Fantasy, Life, Scifi, Writing (Published)

Nominated — “And We Who Never Died”

The Tishman Review nominated my story “And We Who Never Died” for Best Small Fictions.

BSF is an anthology that honors the “best short hybrid fiction published in a calendar year.” The Harvard Review wrote that the pieces in BSF are like a “splash of ice water in the face,” a wake-up call to “your life… unspooling.”

When I heard I’d been nominated, I was like cool beans and moved on to lesson planning and grading.

Then Coffin Bell posted this:

nomination

And I discovered that MY WIFE HAS BEEN NOMINATED.

As of this day, she and I are no longer friends. No longer best friends. No longer lovers.

But bitter enemies locked in literary combat.

THIS. MEANS. WAR.

Life, Scifi, Writing (Published)

Published — “Two Wings Flightless”

Kasma Magazine published my science-fiction short, “Two Wings, Flightless,” about a man who has to destroy a hovership that’s been solar-beaming the countryside. Kasma is a speculative magazine that publishes a story every first day of the month. Each piece is accompanied by a beautiful bit of art by Jose Baetas.
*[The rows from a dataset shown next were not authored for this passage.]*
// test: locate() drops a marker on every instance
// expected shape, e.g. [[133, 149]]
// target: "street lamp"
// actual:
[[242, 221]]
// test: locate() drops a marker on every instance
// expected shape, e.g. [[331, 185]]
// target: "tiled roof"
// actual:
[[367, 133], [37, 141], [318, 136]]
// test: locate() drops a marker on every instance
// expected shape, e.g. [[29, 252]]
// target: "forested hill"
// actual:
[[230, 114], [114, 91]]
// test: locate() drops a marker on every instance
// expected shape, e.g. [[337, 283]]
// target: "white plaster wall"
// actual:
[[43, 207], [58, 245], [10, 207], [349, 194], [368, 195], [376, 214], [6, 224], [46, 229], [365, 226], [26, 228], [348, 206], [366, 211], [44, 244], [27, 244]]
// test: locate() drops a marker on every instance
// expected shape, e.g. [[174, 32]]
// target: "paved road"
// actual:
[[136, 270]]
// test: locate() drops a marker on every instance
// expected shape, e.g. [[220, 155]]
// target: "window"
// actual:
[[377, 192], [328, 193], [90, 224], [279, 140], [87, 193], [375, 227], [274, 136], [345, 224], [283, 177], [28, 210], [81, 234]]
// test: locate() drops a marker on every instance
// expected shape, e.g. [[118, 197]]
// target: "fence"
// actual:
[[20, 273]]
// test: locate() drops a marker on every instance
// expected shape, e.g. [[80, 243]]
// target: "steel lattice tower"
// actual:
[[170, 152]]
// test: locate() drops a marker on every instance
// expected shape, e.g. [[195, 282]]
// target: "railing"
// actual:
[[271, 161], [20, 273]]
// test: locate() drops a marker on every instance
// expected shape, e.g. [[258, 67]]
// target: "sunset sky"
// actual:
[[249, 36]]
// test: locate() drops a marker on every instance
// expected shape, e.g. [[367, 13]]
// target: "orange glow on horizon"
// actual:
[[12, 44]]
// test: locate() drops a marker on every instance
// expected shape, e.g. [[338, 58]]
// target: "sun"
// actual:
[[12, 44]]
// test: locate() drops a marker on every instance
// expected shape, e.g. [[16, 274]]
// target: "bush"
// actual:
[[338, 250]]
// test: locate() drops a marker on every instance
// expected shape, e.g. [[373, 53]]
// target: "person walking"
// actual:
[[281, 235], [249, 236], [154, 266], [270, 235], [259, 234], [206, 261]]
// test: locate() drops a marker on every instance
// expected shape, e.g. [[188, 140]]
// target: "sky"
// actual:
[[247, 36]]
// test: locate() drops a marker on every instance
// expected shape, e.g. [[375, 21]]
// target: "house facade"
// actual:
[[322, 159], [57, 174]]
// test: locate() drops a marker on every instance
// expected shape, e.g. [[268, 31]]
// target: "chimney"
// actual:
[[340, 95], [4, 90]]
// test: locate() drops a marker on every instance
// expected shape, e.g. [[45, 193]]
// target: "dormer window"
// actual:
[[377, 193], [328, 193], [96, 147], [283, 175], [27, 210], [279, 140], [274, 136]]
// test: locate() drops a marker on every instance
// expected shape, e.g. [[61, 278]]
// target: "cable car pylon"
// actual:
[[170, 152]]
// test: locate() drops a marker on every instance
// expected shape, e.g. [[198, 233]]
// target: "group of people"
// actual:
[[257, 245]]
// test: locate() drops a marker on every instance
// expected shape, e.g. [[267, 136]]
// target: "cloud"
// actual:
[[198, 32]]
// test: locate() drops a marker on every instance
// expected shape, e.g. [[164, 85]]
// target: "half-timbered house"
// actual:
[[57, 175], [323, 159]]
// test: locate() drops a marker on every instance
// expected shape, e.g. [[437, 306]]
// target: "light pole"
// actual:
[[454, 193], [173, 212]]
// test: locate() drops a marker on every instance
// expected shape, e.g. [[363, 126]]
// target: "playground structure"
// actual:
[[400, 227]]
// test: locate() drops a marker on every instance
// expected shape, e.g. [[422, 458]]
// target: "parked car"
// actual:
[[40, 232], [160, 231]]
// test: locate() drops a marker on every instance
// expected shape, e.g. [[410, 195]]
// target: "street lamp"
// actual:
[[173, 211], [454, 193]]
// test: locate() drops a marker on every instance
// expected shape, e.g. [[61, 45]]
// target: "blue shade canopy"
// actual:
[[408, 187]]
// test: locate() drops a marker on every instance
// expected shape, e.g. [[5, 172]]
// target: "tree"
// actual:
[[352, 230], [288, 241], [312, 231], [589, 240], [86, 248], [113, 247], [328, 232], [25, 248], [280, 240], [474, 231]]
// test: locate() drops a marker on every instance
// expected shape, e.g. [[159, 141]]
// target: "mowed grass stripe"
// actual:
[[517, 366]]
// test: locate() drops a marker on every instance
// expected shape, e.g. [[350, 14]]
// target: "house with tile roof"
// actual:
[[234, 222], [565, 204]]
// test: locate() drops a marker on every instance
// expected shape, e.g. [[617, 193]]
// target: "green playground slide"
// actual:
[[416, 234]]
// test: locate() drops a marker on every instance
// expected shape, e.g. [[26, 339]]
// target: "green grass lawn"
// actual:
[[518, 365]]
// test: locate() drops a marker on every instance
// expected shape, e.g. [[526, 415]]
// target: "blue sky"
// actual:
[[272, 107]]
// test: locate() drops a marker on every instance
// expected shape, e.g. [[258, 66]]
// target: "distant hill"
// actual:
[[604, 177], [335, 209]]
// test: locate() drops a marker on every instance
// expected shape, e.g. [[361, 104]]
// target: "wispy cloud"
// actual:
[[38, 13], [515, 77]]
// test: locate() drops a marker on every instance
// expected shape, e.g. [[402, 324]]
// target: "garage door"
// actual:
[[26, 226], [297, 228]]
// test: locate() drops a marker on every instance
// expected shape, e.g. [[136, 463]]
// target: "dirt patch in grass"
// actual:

You can see his treatment for my story above.

In “Two Wings,” I wanted to replicate the hero goes to a cave to slay a dragon story in a post-apocalyptic setting, switching the fire-breather for a flying war machine. The result was really fun to write, especially since the narrator was so dour and grit-happy. I’m already planning a sequel.

Life, Scifi, Writing (Published)

Published — “Good Fulch”

Good Fulch” is a story I’ve had in my head since high school. The premise is this. A society of robots have to decide if they should let a human live. The original draft was more human-focused; Charlton Heston shaking his fist at those “damn dirty CPUs.” But on a whim I switched the POV to the metal-heads themselves: glorious, dirty, regal, logical minds falling back on the xenophobia that once infected their creators.

The piece’s publication is Ripples in Space, a seasonal magazine devoted to “all things Sci-Fi, Dystopian, AI, [and] Space Marine.” It was the Space Marine mention that intrigued me, being an advocate for both Warhammer 40,000 and the works of Robert Heinlein.

“Good Fulch” features in this year’s Fall Selection.

Writing Process

Neil Gaiman, Cakes, and Writhing

Gaiman was the reason I always had purple baggy-eyes in elementary and middle school. The simplicity of his writings, the interweaving of mythology, monsters, and modernity, and the cruel world behind-the-magic offered my child-self something gripping, something utterly fantastic and appalling to explore late in the night. His writing still does—today—in my late twenties. Personally, my favorite work by Neil Gaiman is The Ocean at the End of the Lane (and not only because Fiction Beer Company has a citrus wheat beer inspired by the novel). I have a theory about literature (I’m allowed a few theories, being an English teacher) that great works must inspire the moral imagination, even if the wisdoms aren’t the sort we want to hear. In To Kill a Mockingbird, the title clues us in—Harper Lee wants us to understand that it’s a “sin to kill a mockingbird” for they “don’t do one thing but sing their hearts out for us.” The book indicts an American culture which regularly commits this sacrilege against its disadvantaged and minorities. In The Ocean at the End of the Lane, behind an incredible narrative about magic and outsiders, there is an abundance of dark truths about adulthood—its deceptive ontology of control, its routine mindlessness. Gaiman reminds us “Adults follow paths. Children explore;” “Nobody looks like what they really are on the inside;” and—in the most incredible line I’ve read in literature, something that explains the opus of Stephen King and H. P. Lovecraft better than they did themselves—that what marks adulthood is not some maturity or inner growth, but the awareness of how fragile the surface of our lives are, the recognition that reality is “a thin layer of icing on a great dark birthday cake writhing with grubs and nightmares and hunger.”

Fantasy, Life, Writing (Published)

Published — “Directions After Death”

This isn’t my achievement, but my wife’s. Coffin Bell has published J. Motoki’s “Directions After Death” digitally and physically in their first print issue. If anyone’s interested, the anthology, Coffin Bell: ONE, is available for preorder ($15). Per usual, I’m both horrified and impressed by my wife’s dark literature. Where I’m satirical and speculative, she’s weird and wonderful and clearly, clearly, the better writer.

Life, Writing (Published)

Published — “Cuidado”

Forgot to mention this when it came out. Life gets busy sometimes. One of my poems published at the end of August.

Rue Scribe is a magazine devoted to “Small Literature”—to “micro fiction, flash fiction, tiny fiction,” and to, eh, what the hell, “short shorts.” This cigarette drag of story is about the “small but powerful,” about the smoke that lingers. That’s why I’m honored RS chose to publish “Cuidado,” a poem condemning global violence on women through a life-changing encounter that lasts no more than five seconds.